Version 0.4: Released July 31st, 2012

API-breaking changes:

  • ElasticUtils no longer requires Django.

    If you’re using Django, you should change your import statements from things like:

    from elasticutils import get_es, S, F
    

    to:

    from elasticutils.contrib.django import get_es, S, F
    

    Further, Django helper modules like cron, tasks, and models were all moved to elasticutils.contrib.django.

    We moved ESTestCase from elasticutils.tests to elasticutils.contrib.django.estestcase

    If you don’t use Django, ElasticUtils is easier to use!

  • S no longer requires a type.

    If you’re not using Django, S no longer requires a type. If you don’t specify a type, then ElasticUtils will return results as dicts.

  • Values and values_list changed.

    values() was renamed to values_list().

    values_list() (was values()) now always returns a list of tuples even if you only requested a single field. Previously, doing something like:

    searcher = S().values_list('id')
    

    would return something like:

    [1, 2, 3, 4, 5]
    

    Now it returns:

    [(1,), (2,), (3,), (4,), (5,)]
    
  • Facet functionality was rewritten.

    Changed .facet() to be arg-driven and allow for filtered and global_ flags.

    Changed .facets() to .facet_counts() to match Django Haystack.

    Added .facet_raw() which allows you to do more complicated facets including scripting. This is similar to the original .facet() implementation.

Changes:

  • Overhauled and cleaned up ElasticUtils tests. Running tests can be done with:

    DJANGO_SETTINGS_MODULE=es_settings nosetests
    
  • Default timeout was changed from 1 second to 5 seconds.

  • Added es transform: it allows you to specify the settings with which to create an ES when the search is executed.

  • Added es_builder transform: it allows you to specify a function that builds an ES which will be executed to create an ES when the search is executed.

  • Added indexes transform: it allows you to specify the indexes to use for the search.

  • Added doctypes transform: it allows you to specify the doctypes to use for the search.

  • Added explain transform: it allows you to set the “explain” flag which gives you an explanation of how the score was calculated.

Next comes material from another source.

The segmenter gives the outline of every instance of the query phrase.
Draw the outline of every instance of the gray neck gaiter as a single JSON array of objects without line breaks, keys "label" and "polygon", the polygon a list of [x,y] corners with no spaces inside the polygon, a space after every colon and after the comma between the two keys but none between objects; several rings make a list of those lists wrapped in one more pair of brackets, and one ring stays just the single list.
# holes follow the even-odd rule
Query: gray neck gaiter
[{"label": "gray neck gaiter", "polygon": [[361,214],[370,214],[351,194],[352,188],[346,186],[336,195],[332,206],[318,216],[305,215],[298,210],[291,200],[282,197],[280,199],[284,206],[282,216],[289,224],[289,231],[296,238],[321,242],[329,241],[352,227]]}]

    I also added elasticutils.utils.format_elasticutils which formats the resulting explanation text into something slightly more readable. But it’s likely this will change in the future.

  • Added boost transform: it allows you to do query-time field boosting.

  • Added support for prefix. It’s the same as startswith, but it uses the same word that ElasticSearch uses. At some point, we’ll remove support for startswith.

  • Added support for text_phrase and query_string queries.

  • Added highlight transform: generates highlighted fragments of content that matched the query.

  • Removed requirement for nuggets.

  • Continued to improve documentation.

Version 0.3: Released June 1st, 2012

Changes:

  • Add documentation for debugging, project details and other things.
  • Minor project cleanup to make it easier to maintain and use
  • Make get_es() more useful. It now takes overrides that allow you to configure multiple kinds of ES objects for different purposes.